Table of contents for Bundi
- The Spell of Bundi, Rajasthan : Reaching Bundi
- The Spell of Bundi – Exploring Heritage
I never thought of visiting Bundi ever, forget about planning a vacation. But on any given day I would pick a visit to a place over no visit to any place so when my better half so excitedly suggested for Bundi/Kota, I was game. Rajasthan in winters is splendid and we badly wanted to get out of Delhi, with the smog keeping the Sun out and making everything gloomy and dull, this was an opportunity not to be lost. We had been to other usual suspects of Rajasthan viz. Jaisalmer, Jodhpur, Jaipur, Udaipur, Shekhawati etc. So taking a thorough glance at the map with places within the radius of 700 km from home, and that are warmer than Delhi, she pointed at this sector we had never travelled to. Bundi is close to 500 KM from Delhi, so we decided to cushion the long drive, with a break at Jaipur. Even though this seemed like a hidden agenda to harness Bapu Bazaar and Jauhari Bazaar and what not, I played on. The plan was to spend one night at Jaipur and then rest of the two nights at Bundi. We ended up taking three nights at Bundi with a long drive back home.
Jaipur is like next town to both of us. The drill is to start by 5 or 5.30 AM, cross Manesar before the world wakes up and be in the vicinity of Pink city before noon. With a short break for tea and paratha, we reached Jaipur, well in time, with a happy, well-slept and excited offspring in the backseat. We had booked ourselves at Arya Niwas, a good no-nonsense place to stay. It has a decent lawn in front where one can sit and enjoy the Sun. The rooms are small and functional, the quilts were warm and soft, and the sheets were crisp. Staff is polite, cordial and keeps to themselves. There is no Bar, no room service and they only serve vegetarian food. It is a hit among the westerners so you would find a lot of them. I would recommend the place for its straightforwardness. Apart from the shopping bouts at Bapu Bazaar and likes, we visited ‘Hawa Mahal’ and roamed around in the local markets.
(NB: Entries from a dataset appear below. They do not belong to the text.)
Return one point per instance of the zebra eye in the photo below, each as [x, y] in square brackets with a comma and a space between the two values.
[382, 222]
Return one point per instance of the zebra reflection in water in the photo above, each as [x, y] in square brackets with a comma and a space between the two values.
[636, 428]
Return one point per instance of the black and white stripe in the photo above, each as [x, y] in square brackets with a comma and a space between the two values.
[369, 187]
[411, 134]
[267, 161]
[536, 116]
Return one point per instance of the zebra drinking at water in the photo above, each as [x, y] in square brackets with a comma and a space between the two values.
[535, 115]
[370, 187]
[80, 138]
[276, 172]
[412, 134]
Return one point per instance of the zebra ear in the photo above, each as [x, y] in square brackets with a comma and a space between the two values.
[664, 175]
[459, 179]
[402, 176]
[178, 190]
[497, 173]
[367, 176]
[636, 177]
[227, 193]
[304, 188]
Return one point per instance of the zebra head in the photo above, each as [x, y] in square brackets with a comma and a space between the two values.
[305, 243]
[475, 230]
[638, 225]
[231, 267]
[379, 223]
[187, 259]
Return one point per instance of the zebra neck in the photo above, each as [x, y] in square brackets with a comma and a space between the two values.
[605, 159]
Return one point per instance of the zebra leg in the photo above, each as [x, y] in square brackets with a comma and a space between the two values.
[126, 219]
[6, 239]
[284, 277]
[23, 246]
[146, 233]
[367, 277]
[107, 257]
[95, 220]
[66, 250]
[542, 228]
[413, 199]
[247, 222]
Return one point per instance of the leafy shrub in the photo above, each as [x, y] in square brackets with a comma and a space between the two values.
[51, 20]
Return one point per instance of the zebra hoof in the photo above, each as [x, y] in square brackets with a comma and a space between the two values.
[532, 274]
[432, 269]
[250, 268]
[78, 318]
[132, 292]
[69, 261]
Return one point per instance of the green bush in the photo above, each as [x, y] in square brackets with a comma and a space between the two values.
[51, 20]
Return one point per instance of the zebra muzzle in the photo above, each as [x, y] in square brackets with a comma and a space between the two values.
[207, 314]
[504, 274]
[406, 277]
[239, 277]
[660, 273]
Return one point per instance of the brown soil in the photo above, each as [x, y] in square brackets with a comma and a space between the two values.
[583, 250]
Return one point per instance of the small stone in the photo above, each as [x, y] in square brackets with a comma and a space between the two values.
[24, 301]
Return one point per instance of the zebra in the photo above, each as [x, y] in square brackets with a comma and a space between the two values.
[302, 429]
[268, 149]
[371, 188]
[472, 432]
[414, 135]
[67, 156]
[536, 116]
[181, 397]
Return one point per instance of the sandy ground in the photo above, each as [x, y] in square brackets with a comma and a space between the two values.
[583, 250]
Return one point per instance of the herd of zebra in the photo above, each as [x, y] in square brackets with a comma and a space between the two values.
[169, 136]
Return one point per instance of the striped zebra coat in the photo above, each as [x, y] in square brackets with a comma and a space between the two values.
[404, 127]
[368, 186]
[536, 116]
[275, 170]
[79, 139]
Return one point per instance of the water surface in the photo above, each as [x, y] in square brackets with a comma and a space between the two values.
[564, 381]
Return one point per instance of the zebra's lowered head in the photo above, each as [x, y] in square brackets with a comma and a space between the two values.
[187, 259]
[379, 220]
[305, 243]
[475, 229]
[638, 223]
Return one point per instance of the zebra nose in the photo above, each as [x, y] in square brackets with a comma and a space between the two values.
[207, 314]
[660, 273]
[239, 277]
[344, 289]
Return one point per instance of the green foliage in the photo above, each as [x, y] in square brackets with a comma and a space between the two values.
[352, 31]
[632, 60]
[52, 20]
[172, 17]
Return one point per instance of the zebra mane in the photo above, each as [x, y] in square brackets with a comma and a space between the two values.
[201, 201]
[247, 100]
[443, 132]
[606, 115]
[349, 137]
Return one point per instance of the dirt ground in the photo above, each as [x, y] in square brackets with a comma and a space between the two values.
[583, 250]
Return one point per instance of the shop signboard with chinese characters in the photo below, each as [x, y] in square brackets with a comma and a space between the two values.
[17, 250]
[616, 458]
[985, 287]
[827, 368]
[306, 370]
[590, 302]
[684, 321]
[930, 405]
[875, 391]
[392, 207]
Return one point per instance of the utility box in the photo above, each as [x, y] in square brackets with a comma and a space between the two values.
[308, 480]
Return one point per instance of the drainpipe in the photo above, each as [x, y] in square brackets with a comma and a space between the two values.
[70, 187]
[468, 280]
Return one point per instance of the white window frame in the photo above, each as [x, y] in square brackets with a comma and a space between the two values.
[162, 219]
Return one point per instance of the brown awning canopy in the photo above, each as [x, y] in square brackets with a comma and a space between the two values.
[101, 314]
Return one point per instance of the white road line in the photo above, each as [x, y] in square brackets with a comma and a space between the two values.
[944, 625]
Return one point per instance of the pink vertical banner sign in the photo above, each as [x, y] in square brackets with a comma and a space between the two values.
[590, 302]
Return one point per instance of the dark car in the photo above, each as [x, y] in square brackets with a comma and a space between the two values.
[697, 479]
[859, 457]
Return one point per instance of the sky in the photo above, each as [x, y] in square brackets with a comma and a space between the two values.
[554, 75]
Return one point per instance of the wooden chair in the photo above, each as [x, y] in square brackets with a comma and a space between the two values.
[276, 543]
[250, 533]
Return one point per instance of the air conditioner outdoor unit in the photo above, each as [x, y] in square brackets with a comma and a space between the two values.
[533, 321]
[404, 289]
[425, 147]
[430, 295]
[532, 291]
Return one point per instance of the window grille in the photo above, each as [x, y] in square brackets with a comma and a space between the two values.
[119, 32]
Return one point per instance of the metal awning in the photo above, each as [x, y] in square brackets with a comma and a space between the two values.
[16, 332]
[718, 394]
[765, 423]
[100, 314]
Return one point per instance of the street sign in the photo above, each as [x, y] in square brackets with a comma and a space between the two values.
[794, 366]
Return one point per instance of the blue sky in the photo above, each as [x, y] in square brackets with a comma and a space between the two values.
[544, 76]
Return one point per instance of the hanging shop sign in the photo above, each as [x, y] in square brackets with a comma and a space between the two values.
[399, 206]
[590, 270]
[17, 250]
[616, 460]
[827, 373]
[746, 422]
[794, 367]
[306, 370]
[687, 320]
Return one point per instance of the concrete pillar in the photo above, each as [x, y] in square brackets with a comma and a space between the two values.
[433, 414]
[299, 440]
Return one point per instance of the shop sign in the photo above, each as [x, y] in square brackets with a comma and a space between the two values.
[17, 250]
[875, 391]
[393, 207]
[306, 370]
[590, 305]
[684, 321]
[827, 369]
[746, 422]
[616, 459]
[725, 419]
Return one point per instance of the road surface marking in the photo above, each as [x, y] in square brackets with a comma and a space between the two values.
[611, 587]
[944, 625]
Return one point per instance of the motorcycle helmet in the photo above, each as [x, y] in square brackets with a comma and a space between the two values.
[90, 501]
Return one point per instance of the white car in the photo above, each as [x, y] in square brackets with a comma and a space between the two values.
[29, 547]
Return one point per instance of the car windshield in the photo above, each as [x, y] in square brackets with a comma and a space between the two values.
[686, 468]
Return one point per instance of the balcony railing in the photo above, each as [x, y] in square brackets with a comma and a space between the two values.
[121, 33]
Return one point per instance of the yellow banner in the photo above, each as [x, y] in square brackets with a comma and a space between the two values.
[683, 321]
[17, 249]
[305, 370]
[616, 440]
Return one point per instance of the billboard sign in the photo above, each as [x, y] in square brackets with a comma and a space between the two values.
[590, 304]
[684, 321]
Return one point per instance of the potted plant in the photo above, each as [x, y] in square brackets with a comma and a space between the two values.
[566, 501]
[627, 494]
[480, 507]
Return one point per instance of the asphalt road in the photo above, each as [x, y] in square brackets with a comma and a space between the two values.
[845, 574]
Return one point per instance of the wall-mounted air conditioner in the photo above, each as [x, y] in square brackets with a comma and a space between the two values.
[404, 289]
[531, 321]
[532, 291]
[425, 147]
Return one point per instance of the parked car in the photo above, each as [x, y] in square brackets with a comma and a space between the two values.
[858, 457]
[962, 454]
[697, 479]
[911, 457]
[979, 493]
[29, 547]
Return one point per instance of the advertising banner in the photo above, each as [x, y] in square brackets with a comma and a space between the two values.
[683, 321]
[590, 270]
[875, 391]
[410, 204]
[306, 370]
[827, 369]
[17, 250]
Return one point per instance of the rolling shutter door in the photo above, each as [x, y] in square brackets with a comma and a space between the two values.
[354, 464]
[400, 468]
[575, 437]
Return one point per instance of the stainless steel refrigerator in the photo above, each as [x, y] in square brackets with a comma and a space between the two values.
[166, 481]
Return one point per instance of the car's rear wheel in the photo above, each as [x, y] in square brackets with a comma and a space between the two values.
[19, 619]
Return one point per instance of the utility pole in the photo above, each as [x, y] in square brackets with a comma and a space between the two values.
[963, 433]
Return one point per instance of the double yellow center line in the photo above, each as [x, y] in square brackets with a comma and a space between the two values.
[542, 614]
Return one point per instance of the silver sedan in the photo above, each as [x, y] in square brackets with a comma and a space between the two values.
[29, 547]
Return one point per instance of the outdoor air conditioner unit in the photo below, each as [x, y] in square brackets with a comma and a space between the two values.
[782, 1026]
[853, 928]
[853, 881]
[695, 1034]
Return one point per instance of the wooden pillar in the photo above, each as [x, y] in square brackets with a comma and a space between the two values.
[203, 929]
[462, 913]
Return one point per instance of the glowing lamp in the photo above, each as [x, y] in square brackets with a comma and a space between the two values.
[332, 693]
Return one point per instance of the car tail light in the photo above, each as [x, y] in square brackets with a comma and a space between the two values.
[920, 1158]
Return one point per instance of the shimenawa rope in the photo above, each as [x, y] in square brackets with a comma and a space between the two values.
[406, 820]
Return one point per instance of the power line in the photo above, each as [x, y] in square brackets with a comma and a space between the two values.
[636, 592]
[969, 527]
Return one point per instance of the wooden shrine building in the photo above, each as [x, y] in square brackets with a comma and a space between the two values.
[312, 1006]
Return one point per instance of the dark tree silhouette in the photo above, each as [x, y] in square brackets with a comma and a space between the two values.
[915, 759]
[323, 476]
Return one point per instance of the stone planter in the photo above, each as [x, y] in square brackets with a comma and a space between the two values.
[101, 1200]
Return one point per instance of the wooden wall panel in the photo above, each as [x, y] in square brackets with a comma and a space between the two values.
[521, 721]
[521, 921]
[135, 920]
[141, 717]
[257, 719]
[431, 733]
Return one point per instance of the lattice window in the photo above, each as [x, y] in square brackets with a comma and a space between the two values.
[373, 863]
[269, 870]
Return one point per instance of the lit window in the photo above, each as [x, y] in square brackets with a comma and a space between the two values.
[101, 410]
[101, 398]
In the evening the plan was to experience the ‘Sound and Light’ show at ‘Jantar Mantar’. The show started late because someone of high importance decided to join us at the nth hour and then when it started, it could not hold much. This one is a mix of ‘Projection’ and ‘Sound and Light’. In a classic ‘S n L’ show, different monuments are used as background and props and with the help of Sound and Light, the narration happens. Off late, we see a lot more use of ‘Projection’ where it is similar to watching a movie on a big screen. It was okay but may be skipped for its non-convincing script. ‘Ishq-e-Dilli’, that is currently ongoing at Purana Qila in Delhi, is a great example of a projection-based show, well synced with the play of lights, the sound effects and the script (strongly recommended to read Auro’s story on it as well as to experience it in person).
After a busy and enriching day from NH-8 to the streets of Jaipur, we started the next day from Jaipur at about 10 AM. Sanganer, the town famous for hand block-printing falls right on the way on Tonk Road that we were to take. With my wife and daughter’s keen interest in crafts, we decided to pin this small village. Now the question was what to do once you reach the village. The gentleman at the travel desk at Arya Niwas (again, very well versed and helpful) suggested a few names and encouraged us to just go.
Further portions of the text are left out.